Marlene laughed like she had never, ever in her life heard anything as deliciously entertaining as that. It was appalling.
The driver took the car along Central Park South, past the big hotels. Or, as some may have put it, the real hotels.
“Is the corner of Sixth okay?” Chip said. “Can you just walk down? We kind of have to get moving.”
“It’s fine,” Scarlett said. “It’s just a few blocks.”
The car came to a graceful stop between two horse-drawn carriages at the park entrance.
“When you get home,” Lola said in a low voice, “just say that we met up on the street and you walked Marlene the rest of the way home, okay? I really owe you.”

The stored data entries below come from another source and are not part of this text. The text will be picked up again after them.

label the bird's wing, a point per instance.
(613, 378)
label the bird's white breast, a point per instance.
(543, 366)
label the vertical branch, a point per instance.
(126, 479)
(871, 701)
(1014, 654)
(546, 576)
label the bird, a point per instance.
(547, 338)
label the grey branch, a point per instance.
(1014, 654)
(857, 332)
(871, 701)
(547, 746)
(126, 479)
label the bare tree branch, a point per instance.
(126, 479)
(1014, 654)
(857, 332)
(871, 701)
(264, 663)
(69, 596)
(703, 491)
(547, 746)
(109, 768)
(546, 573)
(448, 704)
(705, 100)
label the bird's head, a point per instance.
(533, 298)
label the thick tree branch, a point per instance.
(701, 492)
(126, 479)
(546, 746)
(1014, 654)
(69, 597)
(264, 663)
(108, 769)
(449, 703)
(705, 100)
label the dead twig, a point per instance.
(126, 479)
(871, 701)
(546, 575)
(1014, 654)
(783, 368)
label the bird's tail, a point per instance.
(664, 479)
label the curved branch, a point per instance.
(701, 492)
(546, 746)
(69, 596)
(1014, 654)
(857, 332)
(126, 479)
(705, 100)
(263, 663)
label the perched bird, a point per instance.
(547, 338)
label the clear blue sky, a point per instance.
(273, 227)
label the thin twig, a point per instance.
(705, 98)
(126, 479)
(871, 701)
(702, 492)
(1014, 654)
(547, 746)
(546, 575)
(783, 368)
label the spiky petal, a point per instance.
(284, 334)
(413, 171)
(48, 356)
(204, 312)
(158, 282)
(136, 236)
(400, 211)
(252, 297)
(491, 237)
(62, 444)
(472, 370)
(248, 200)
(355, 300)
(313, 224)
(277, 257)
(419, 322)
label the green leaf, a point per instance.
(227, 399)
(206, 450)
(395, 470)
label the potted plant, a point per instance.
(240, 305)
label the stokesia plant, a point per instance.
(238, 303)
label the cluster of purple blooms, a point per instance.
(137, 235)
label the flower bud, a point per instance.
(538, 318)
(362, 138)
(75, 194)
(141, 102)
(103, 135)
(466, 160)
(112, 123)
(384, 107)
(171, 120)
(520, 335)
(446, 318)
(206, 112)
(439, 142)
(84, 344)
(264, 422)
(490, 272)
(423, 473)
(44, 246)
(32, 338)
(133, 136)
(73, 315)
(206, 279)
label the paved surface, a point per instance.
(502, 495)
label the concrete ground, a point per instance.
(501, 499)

She adjusted Marlene’s wonky, slightly crispy curls and gave her a hug. Once the car slid away, Marlene’s smile was replaced with a look of barely contained rage.
“Why did you do that?” she snapped.
“Do what?” Scarlett replied.
“The car! I wanted to go down to the building! They would have taken us if you didn’t say something!”
Now Scarlett saw the error of her ways. Marlene wanted her friends to see her get out of the chauffeur-driven car.
“They had to go,” Scarlett said. “You wouldn’t want Chip and Lola to be late, would you?”